“What kind of life do we want to live?”
Review by Brendan McCall
untitled: an exploration of grief
Created & performed by J. Bouey
(stream of live performance)
Part of La MaMa Moves! Festival, curated by Nicky Paraiso
12-23 May 2021
Fourteen months in. Have you ever paused and thought about what we have been through–from the impact of covid-19 on our health, professions, and communities, to the continued police brutality against Black and brown people; from misinformation and confusion over simple facts, to an insurrection against the nation´s Capitol in the name of the Big Lie. Sadly, stresses continue to plague our global society with alarming normalcy, from tighter voter restrictions to a new conflict between Israel-Palestine, from violence against Asian-Americans to the India´s staggering lack of resources to combat coronavirus.
How has all of this this affected our mental health? Our bodies? How do we move forward?
J. Bouey´s piece, untitled: an exploration of grief, invites viewers to participate in these questions, to reflect along with them during a performance which was live-streamed from the downstairs theater of La MaMa Experimental Theatre Club on Friday, 14 May, as part of their annual festival for dance, La MaMa Moves!, curated by Nicky Paraiso.

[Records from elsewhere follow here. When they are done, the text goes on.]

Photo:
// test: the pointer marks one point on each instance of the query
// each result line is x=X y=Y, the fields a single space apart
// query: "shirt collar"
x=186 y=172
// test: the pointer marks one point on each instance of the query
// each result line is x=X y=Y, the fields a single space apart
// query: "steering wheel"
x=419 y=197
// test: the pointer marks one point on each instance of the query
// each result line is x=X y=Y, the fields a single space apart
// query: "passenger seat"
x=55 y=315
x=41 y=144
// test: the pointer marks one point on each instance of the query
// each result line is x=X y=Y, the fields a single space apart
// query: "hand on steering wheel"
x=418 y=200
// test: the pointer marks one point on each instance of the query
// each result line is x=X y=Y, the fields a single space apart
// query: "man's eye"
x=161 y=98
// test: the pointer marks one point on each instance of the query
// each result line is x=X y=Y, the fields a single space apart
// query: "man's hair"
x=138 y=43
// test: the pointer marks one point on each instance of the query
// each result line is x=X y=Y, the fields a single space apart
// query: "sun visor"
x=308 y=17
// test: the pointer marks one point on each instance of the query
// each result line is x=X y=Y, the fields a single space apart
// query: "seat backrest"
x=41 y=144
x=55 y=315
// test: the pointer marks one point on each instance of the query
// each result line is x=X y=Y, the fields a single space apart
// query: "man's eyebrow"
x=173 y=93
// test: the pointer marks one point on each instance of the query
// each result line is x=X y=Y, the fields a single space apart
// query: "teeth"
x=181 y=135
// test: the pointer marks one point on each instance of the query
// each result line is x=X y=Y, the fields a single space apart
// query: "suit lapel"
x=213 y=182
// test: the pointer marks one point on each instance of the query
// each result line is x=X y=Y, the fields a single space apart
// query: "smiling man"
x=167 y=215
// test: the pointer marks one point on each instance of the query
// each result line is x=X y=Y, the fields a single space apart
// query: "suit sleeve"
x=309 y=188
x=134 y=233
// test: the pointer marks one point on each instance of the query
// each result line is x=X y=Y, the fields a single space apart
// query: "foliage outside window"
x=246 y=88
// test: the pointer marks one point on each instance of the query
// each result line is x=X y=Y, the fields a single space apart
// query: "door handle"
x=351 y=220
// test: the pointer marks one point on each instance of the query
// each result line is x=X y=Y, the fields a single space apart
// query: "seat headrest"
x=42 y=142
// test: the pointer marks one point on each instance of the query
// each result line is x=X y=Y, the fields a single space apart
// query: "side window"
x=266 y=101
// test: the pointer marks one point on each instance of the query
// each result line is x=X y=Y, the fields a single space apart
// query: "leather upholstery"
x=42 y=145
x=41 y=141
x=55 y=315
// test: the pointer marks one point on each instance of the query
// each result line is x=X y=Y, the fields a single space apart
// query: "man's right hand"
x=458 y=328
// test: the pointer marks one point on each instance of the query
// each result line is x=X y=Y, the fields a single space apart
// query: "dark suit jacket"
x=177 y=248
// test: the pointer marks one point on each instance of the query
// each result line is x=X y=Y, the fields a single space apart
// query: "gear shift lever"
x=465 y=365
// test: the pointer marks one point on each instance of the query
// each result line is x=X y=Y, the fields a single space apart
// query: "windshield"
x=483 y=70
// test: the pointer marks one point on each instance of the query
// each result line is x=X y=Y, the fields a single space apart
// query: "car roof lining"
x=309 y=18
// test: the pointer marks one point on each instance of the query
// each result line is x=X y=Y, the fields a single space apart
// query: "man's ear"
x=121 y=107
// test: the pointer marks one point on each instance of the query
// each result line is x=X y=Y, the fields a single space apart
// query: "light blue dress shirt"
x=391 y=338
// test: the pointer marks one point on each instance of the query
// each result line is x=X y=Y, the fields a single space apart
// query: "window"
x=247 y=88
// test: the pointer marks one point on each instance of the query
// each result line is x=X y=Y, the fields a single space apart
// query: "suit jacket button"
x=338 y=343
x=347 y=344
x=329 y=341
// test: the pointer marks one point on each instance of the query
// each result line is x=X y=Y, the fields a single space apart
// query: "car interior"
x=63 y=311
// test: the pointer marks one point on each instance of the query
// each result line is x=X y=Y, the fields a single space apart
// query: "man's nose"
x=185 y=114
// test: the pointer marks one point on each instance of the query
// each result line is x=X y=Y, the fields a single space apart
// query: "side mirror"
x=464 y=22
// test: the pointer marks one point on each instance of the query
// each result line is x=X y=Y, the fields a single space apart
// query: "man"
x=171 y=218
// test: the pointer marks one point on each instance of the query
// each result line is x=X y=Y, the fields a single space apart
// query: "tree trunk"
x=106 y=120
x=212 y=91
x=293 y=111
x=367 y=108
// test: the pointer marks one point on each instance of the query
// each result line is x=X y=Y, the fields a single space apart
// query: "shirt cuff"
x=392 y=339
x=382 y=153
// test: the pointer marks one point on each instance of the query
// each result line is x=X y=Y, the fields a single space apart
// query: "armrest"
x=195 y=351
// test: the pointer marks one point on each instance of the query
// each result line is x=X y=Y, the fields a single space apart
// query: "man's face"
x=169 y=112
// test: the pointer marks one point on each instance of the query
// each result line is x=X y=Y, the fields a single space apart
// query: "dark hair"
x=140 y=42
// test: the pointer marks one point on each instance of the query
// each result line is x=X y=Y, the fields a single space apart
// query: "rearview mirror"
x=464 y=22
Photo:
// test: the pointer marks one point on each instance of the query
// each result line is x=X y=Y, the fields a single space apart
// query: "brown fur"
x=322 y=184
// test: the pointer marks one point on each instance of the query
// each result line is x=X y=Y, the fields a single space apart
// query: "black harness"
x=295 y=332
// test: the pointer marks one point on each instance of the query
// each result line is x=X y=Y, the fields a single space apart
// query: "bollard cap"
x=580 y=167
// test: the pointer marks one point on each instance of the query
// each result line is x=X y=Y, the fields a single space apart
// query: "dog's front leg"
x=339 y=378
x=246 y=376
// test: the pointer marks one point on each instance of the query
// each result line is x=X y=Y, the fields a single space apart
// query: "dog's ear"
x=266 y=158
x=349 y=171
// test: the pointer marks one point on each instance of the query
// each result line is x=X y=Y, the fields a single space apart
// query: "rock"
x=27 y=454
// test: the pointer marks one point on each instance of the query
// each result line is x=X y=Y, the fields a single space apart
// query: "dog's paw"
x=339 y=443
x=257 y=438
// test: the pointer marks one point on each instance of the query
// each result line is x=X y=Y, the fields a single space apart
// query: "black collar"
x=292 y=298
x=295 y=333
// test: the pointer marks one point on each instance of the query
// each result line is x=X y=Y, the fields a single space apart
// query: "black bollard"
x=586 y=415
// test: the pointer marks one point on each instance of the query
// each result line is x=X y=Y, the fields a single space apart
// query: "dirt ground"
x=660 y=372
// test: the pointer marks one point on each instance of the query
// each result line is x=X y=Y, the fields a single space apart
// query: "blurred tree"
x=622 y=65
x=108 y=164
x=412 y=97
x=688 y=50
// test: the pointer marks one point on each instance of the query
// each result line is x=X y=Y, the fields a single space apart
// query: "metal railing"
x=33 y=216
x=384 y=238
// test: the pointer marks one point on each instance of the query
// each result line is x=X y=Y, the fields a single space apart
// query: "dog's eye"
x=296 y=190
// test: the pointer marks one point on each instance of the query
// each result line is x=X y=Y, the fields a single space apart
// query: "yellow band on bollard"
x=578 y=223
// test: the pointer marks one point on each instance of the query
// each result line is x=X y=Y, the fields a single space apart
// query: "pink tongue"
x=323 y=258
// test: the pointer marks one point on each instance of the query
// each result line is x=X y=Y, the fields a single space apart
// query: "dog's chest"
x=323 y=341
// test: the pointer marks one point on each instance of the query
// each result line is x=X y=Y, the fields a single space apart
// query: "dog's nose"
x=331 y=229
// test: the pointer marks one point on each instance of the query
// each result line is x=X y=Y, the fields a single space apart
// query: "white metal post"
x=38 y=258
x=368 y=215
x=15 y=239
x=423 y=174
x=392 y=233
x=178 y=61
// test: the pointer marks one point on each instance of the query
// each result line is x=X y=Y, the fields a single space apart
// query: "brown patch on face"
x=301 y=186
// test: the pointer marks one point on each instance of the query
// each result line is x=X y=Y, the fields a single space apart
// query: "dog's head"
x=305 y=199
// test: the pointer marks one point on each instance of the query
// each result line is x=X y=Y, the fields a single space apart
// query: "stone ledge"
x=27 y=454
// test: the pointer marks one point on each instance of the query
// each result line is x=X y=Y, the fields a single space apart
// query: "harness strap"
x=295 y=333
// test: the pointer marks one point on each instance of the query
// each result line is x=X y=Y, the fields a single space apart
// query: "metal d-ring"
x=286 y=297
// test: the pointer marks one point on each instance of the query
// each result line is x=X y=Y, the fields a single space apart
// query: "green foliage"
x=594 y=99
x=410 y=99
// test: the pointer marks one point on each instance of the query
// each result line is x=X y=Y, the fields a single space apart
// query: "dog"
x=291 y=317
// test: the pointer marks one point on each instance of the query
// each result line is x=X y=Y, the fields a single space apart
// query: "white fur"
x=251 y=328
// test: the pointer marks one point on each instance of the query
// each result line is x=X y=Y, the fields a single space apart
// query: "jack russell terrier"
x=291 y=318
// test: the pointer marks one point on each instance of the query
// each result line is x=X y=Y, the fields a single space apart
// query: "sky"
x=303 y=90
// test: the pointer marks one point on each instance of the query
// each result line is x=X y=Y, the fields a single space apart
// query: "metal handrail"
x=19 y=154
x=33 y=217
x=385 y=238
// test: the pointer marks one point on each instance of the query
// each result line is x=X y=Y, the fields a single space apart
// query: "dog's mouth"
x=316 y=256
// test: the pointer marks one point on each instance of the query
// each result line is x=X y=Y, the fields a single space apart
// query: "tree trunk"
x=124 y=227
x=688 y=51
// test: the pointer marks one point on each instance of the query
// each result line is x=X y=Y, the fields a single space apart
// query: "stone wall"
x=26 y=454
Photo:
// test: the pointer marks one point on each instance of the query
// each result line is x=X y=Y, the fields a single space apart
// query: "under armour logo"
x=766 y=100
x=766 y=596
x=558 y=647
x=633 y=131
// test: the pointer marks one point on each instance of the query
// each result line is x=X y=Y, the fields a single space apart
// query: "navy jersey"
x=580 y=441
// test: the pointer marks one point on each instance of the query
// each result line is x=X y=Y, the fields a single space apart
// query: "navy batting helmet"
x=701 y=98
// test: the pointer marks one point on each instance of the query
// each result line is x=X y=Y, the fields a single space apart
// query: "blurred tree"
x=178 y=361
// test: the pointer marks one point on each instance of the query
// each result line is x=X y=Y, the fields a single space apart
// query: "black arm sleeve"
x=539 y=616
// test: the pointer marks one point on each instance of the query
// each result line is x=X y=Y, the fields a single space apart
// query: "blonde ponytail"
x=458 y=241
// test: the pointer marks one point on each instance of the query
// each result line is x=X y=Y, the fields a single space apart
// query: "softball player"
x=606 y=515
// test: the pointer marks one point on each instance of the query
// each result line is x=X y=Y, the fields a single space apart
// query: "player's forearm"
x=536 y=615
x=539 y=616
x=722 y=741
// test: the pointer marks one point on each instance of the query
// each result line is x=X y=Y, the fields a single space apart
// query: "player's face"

Just as New York City begins opening up many businesses before we have even reached 50% vaccination rate, this year´s festival is a hybrid of dance films and streams for live performances.
The piece opens with J. seated, cross-legged, guiding the audience through a simple kind of guided meditation focused on breath. One advantage of this evening´s live-stream format is that the camera´s POV permitted us to close in on J.´s body, creating a far more intimate viewing experience than would be possible in the theater (although, at times, it was challenging to hear his soothing speaking voice, as he was not wearing a body mic).
After striking the edge of a meditation bowl, J. asks, “What kind of a life do we want to live?” As they answer in an elliptical, seemingly stream-of-conscious string of thoughts, J. simultaneously uses various props familiar to any dancer to massage their back, their legs, their neck. They emphasize the connective tissue of fascia as the individual body´s “first responders”, and encourages a metaphorical parallel to our collective body. The fascia connects all of our muscles with one another, as well as with the surface of our skin; just like our human nation, right? Aren´t we all connected?
The bulk of untitled: an exploration of grief is sharing time and space with J. It´s a bold act, having the performance be, essentially, J. stretching and listening to music and sharing some of their thoughts. However, by sustaining the boldness of this artistic choice for the duration of the piece reminds me of the “small dance” of Steve Paxton, or John Cage´s 4´33. Those pieces challenged what we think of as music and dance, but removing sound and movement from what we expect from the form. If there we witness J. “only” talking and resting, are they still “doing” something? Is this still a performance?
In untitled: an exploration of grief we witness J. Bouey take the time to rest, leading by example how each of us may prioritize or value rest, and to do it with purpose and intention. As things start to open up again, J. encourages each of us to take the time to explore not only what kind of life we want to live, but how we can live that life harmoniously, together.